Saturday, June 15, 2013

What Is The Government’s Agenda?



By Paul Craig Roberts | Institute for Political Economy 



It has been public information for a decade that the US government secretly, illegally, and unconstitutionally spies on its citizens. Congress and the federal courts have done nothing about this extreme violation of the US Constitution and statutory law, and the insouciant US public seems unperturbed.

In 2004 a whistleblower informed the New York Times that the National Security Agency (NSA) was violating the Foreign Intelligence Surveillance Act (FISA) by ignoring the FISA court and spying on Americans without obtaining the necessary warrants. The corrupt New York Times put the interests of the US government ahead of those of the American public and sat on the story for one year until George W. Bush was safely reelected.

By the time the New York Times published the story of the illegal spying one year later, the law-breaking government had had time to mitigate the offense with ex post facto law or executive orders and explain away its law-breaking as being in the country’s interest.

Last year William Binney, who was in charge of NSA’s global digital data gathering program revealed that NSA had everyone in the US under total surveillance. Every email, Internet site visited and phone call is captured and stored. In 2012 Binney received the Callaway Award for Civic Courage, an annual award given to those who champion constitutional rights at risk to their professional and personal lives.
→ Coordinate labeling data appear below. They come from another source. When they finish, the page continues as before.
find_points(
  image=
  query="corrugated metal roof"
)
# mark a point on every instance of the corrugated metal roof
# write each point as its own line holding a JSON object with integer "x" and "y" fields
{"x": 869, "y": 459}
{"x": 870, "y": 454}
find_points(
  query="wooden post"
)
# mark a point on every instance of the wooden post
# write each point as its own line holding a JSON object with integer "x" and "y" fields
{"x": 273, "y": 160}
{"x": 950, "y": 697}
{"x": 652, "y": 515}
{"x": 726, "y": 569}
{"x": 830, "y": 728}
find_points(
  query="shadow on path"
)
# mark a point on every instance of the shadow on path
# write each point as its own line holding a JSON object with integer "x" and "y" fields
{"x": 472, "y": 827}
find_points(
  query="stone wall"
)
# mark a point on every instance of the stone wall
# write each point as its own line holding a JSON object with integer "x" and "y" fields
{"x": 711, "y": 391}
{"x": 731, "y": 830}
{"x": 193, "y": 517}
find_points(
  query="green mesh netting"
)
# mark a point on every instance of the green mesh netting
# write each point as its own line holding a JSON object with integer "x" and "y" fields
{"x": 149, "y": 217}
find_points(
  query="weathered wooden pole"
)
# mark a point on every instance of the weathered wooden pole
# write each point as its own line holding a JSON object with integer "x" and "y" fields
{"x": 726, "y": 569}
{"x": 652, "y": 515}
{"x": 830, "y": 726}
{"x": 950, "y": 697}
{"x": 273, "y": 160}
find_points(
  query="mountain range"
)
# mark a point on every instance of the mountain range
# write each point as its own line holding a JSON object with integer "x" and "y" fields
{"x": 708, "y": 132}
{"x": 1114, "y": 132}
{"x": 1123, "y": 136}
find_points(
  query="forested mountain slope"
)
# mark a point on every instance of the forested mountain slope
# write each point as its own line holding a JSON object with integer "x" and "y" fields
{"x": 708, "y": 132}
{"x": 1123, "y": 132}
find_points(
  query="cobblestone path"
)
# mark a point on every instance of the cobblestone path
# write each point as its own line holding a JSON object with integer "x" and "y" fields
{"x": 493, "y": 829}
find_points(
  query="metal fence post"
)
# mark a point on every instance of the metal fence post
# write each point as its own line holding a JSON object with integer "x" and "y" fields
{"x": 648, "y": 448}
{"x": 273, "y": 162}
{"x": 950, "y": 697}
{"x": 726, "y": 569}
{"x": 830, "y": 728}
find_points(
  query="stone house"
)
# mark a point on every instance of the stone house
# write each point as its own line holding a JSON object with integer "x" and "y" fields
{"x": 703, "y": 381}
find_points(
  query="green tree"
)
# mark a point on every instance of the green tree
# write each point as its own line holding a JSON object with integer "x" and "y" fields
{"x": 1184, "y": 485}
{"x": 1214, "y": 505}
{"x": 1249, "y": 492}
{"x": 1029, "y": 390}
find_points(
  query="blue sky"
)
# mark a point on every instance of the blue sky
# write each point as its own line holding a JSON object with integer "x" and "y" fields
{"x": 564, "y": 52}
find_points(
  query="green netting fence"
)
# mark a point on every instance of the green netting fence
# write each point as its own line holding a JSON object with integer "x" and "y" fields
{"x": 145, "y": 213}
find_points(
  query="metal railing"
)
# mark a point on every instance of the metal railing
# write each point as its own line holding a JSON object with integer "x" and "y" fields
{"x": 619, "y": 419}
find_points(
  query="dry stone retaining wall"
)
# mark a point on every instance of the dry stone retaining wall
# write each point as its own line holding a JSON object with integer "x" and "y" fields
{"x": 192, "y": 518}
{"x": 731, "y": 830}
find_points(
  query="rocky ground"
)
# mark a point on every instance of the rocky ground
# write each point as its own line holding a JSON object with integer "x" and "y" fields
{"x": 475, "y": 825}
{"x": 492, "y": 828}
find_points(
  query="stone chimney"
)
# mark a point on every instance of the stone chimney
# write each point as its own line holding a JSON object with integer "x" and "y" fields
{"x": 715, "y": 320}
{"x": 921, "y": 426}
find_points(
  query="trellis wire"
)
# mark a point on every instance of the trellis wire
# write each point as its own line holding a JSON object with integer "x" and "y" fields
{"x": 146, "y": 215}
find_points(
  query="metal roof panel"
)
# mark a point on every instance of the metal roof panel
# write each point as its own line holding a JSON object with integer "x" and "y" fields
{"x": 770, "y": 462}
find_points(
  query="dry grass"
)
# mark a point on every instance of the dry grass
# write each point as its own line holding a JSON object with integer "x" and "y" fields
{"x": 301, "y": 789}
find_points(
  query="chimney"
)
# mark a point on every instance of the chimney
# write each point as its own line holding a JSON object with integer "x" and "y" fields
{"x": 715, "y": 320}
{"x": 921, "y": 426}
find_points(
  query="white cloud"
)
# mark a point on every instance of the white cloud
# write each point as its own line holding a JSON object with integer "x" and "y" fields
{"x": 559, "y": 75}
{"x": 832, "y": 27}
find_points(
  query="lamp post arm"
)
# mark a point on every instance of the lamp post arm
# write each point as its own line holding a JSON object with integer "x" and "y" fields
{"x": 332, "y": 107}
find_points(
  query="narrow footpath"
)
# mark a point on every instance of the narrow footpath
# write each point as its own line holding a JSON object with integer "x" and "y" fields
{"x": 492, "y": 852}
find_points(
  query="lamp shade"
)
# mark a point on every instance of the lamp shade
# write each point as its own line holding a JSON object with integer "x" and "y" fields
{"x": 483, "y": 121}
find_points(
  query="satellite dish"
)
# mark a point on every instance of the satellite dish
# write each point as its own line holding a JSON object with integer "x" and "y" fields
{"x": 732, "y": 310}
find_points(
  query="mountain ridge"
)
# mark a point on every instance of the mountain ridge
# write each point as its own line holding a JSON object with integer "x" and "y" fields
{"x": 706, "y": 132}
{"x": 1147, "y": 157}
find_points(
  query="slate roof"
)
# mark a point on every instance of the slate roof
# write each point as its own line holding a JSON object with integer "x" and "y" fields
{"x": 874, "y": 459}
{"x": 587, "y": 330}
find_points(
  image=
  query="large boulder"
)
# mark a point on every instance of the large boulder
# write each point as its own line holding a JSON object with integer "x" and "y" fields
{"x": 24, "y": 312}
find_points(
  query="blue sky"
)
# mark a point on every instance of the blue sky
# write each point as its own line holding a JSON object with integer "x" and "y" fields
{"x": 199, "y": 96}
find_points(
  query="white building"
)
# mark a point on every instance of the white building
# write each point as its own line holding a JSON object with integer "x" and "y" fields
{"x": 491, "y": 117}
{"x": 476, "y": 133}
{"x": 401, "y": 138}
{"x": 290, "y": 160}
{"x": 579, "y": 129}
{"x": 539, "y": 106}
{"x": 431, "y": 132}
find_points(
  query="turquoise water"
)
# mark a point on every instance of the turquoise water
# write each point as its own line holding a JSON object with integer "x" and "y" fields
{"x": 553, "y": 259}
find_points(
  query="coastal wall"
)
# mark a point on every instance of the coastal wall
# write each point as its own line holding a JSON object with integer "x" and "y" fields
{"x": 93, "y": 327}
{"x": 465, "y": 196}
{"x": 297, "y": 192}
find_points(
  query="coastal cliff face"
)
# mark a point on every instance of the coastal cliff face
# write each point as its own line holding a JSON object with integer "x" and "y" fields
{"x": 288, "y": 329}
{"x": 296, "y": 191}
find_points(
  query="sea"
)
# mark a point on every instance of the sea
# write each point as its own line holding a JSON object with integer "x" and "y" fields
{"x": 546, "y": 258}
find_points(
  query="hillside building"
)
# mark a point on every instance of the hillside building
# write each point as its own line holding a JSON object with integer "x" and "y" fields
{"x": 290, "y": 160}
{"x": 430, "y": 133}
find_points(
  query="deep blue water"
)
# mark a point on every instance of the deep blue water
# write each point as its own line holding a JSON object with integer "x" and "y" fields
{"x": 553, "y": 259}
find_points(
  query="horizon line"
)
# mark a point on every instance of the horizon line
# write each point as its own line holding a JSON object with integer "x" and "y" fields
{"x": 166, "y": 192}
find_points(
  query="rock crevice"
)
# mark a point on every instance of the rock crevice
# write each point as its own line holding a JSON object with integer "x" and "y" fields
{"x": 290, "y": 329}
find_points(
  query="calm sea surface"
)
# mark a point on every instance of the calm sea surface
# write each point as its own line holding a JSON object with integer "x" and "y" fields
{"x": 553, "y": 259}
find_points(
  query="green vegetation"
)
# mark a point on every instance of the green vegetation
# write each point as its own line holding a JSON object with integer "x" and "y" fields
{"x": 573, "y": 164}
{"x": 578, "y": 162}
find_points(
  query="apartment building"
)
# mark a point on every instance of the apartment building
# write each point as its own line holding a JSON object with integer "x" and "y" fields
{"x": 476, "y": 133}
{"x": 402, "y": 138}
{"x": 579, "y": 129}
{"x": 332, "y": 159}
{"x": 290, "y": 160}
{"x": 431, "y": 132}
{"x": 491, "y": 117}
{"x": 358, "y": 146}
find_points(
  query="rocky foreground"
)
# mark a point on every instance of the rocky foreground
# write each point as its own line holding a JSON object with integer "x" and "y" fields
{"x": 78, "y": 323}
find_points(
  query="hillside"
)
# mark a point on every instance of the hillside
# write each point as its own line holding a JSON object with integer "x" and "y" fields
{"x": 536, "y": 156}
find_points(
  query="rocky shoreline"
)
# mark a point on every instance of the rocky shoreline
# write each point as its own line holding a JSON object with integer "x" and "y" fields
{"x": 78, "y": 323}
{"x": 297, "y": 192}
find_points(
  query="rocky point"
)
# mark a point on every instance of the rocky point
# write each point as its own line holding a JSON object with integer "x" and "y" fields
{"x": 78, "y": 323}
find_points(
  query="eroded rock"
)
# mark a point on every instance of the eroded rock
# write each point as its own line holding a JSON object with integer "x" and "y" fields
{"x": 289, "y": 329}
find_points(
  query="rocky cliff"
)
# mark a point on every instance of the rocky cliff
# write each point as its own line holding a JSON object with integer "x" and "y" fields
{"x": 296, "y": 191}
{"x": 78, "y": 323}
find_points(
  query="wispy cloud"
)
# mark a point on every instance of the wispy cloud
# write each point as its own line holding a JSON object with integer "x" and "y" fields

There have been a number of whistleblowers. For example, in 2006 Mark Klein revealed that AT&T had a secret room in its San Francisco office that NSA used to collect Internet and phone-call data from US citizens who were under no suspicion.
http://www.pbs.org/wgbh/pages/frontline/homefront/interviews/klein.html

The presstitute media handled these stories in ways that protected the government’s lawlessness from scrutiny and public outrage. The usual spin was that the public needs to be safe from terrorists, and safety is what the government is providing.

The latest whistle blower, Edward Snowden, has sought refuge in Hong Kong, which has a better record of protecting free speech than the US government. Snowden did not trust any US news source and took the story to the British newspaper, the Guardian.

There is no longer any doubt whatsoever that the US government is lawless, that it regards the US Constitution as a scrap of paper, that it does not believe Americans have any rights other than those that the government tolerates at any point in time, and that the government has no fear of being held accountable by the weak and castrated US Congress, the sycophantic federal courts, a controlled media, and an insouciant public.

Binney and Snowden have described in precisely accurate detail the extreme danger from the government’s surveillance of the population. No one is exempt, not the Director of the CIA, US Army Generals, Senators and Representatives, not even the president himself.

Anyone with access to a computer and the Internet can find interviews with Binney and Snowden and become acquainted with why you do have very much indeed to fear whether or not you are doing anything wrong.